[antlr-interest] Easier way to do string literals?

Mon Oct 15 01:37:28 PDT 2007

Gavin Lambert wrote:
> At 20:18 15/10/2007, Vaclav Barta wrote:
>  >quotedString returns [ String value ]
>  >@init {
>  >    StringBuffer sb;
>  >} : {
>  >    sb = new StringBuffer();
>  >}
>  >    DQUOTE (
>  >        EscapeSequence { sb.append($EscapeSequence.getText()); }
>  >        | BareString { sb.append($BareString.getText()); }
>  >    )* DQUOTE { $value = sb.toString(); }
>  >    ;
> 
> That sort of thing is fine if all you're parsing is string constants, 
> but in a larger language it loses (apart from anything else, you've 
> probably got an auto-whitespace-stripper, whereas whitespace needs to be 
Sorry, I've simplified too much - the original has

quotedString returns [ String value ]
@init {
	StringBuffer sb;
} : {
	sb = new StringBuffer();
}
	DQUOTE (
		EscapeSequence { sb.append($EscapeSequence.getText()); }
		| BareString { sb.append($BareString.getText()); }
		| COLON { sb.append(':'); }
		| EQ  { sb.append('='); }
		| SP { sb.append($SP.getText()); }
		| TAB  { sb.append('\t'); }
		| StringChar { sb.append($StringChar.getText()); }
		| v = varUse { sb.append($v.value); }
	)* DQUOTE { $value = sb.toString(); }
	;

and the whole grammar (I've put it at 
http://mangrove.cz/antmaker/Loader.g - it's just an experiment with 
Makefile-like syntax, converting build instructions to Ant XML) is 
indeed a bit untypical in that it handles whitespace explicitly...

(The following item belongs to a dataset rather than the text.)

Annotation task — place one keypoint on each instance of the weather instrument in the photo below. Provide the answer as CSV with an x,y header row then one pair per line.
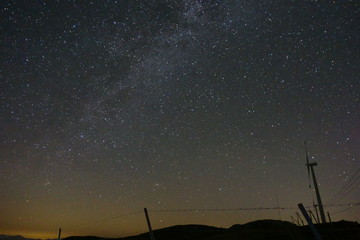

> preserved within strings).  And you're quite likely going to get random 
> Identifier and Number etc tokens in there, not just EscapeSequences and 
> BareStrings.  And unmatched comments, too -- block and line comment 
...doesn't distinguish quoted from unquoted strings, identifiers and 
numbers are just strings and if it had comments, they would be line 
comments and their marker would have to have a branch inside 
quotedString - so the example probably isn't as widely applicable as 
I've implied, :-) but I'd still like to parse string literals (that are 
sufficiently complicated to be parsed) by ANTLR...

> Now what you *could* do is to treat it like the island grammar example 
> and have a separate ANTLR grammar for parsing the internals of strings, 
> but that seems excessive to me for what amounts to a simple string 
> replace operation.
Is there really no way to parse C-like string literals in one pass?

	Bye
		Vasek